Restabelecida interdição de casas prisionais do regime semiaberto


Na quinta-feira (28/1) foi determinada a interdição de oito casas prisionais do regime semiaberto, sob a jurisdição da VEC de Porto Alegre. Fica vedado o ingresso de novos condenados até que ocorra a progressão, já concedida, a 400 presos do regime semiaberto que ocupam as vagas e agravam a superlotação do regime fechado. A decisão, do Juiz de Direito Alexandre de Souza Costa Pacheco, do Juizado da Fiscalização de Presídios, vigora a partir de 14/2 e abrange os seguintes estabelecimentos:

•Casa do Albergado Padre Pio Buck
•Instituto Penal Irmão Miguel Dario
•Instituto Penal de Viamão
•Instituto Penal Profissionalizante
•Instituto Penal de Mariante
•Casa Albergue Santos e Medeiros
•Instituto Penal de Canoas
•Patronato Lima Drummond
A interdição parcial fica mantida até que sejam cumpridas pela SUSEPE todas as decisões judiciais concessivas de progressão de regime para o semiaberto proferidas pela VEC de Porto Alegre.

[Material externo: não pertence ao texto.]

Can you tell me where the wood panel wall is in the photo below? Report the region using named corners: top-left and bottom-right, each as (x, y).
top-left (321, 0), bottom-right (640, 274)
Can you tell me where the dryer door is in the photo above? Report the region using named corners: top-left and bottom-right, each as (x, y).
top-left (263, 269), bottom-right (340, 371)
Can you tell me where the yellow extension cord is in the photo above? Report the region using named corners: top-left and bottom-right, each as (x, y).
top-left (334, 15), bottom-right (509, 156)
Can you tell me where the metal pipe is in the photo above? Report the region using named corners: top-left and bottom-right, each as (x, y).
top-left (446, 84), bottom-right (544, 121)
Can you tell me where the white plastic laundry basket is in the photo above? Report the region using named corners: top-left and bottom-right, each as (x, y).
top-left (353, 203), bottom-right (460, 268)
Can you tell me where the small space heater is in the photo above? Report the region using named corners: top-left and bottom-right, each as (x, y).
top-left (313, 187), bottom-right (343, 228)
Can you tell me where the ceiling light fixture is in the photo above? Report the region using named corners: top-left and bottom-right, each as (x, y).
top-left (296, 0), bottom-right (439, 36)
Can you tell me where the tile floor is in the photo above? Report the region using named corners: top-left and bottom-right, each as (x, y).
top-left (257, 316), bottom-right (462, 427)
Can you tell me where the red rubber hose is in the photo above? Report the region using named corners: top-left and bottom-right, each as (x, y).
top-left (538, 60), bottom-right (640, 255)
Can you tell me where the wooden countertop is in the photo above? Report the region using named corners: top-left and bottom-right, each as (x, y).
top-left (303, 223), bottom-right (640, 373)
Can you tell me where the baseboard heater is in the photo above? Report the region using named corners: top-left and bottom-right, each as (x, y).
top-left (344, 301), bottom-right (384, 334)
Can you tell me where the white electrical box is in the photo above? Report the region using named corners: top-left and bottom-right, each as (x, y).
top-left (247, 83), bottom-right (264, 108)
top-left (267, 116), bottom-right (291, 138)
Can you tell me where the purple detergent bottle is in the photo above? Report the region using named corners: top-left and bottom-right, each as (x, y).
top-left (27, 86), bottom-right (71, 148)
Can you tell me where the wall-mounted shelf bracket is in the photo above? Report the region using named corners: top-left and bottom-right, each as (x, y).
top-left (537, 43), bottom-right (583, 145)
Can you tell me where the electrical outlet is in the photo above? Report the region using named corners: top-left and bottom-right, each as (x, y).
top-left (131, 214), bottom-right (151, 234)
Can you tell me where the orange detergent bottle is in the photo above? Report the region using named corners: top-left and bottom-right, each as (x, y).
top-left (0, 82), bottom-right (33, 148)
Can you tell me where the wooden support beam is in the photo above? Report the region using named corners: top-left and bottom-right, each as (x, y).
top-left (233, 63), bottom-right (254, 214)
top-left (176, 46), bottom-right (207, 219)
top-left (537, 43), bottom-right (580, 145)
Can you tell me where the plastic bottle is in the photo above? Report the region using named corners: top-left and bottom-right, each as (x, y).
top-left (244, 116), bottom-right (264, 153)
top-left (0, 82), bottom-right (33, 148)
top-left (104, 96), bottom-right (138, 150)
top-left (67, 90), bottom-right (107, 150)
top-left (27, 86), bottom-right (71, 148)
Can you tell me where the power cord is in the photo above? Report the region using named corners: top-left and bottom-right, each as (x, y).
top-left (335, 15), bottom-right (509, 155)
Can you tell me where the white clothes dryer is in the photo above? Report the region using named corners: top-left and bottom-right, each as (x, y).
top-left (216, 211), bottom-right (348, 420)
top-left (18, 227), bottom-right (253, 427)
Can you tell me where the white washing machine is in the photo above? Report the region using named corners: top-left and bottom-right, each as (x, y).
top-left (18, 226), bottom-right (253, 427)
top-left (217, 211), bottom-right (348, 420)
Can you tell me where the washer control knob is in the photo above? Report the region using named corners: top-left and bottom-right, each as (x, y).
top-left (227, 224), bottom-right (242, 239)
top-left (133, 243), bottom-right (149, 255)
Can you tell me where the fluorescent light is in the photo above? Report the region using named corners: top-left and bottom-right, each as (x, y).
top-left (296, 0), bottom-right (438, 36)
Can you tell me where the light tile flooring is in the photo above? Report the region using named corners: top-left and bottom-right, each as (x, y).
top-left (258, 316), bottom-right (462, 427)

As casas prisionais listadas somente poderão receber presos dos regimes semiaberto quando provenientes das penitenciárias sob jurisdição da VEC de Porto Alegre, ficando vedado o ingresso de outros presos novos (regimes aberto e semiaberto) e dos presos atinentes à VEC de Novo Hamburgo.

As casas prisionais dos regimes aberto e semiaberto sob a jurisdição da VEC de Novo Hamburgo, por ora, não são atingidas pela decisão, permanecendo com sua situação inalterada, na medida em que inexiste resíduo de 2010.

Inércia

Na decisão, o magistrado critica a falta de soluções do problema, que se agrava há mais de uma década, com incompetência e descaso de sucessivos governos.

Em outra frente, compreende-se que o novo Governo necessite de um tempo para se adaptar, o que não afasta, porém, a necessidade de cumprimento das decisões judiciais e a sua responsabilidade em adotar medidas concretas e objetivas para evitar o iminente colapso do sistema prisional do Estado e o sentimento de insegurança da sociedade, diz o Juiz.

Acrescenta que a luta é de todos. As pessoas precisam aceitar que a criminalidade é um fenômeno fruto da nossa própria sociedade. Não pode haver preconceitos. Não há mais espaço para amadorismo. São imprescindíveis planejamento estratégico, gestão administrativa-prisional e investimento em recursos materiais e recursos humanos. Não podemos mais esconder a sujeira embaixo do tapete. Necessitamos acordar, sob pena de amanhã estarmos chorando as consequências de tantas omissões e descaso.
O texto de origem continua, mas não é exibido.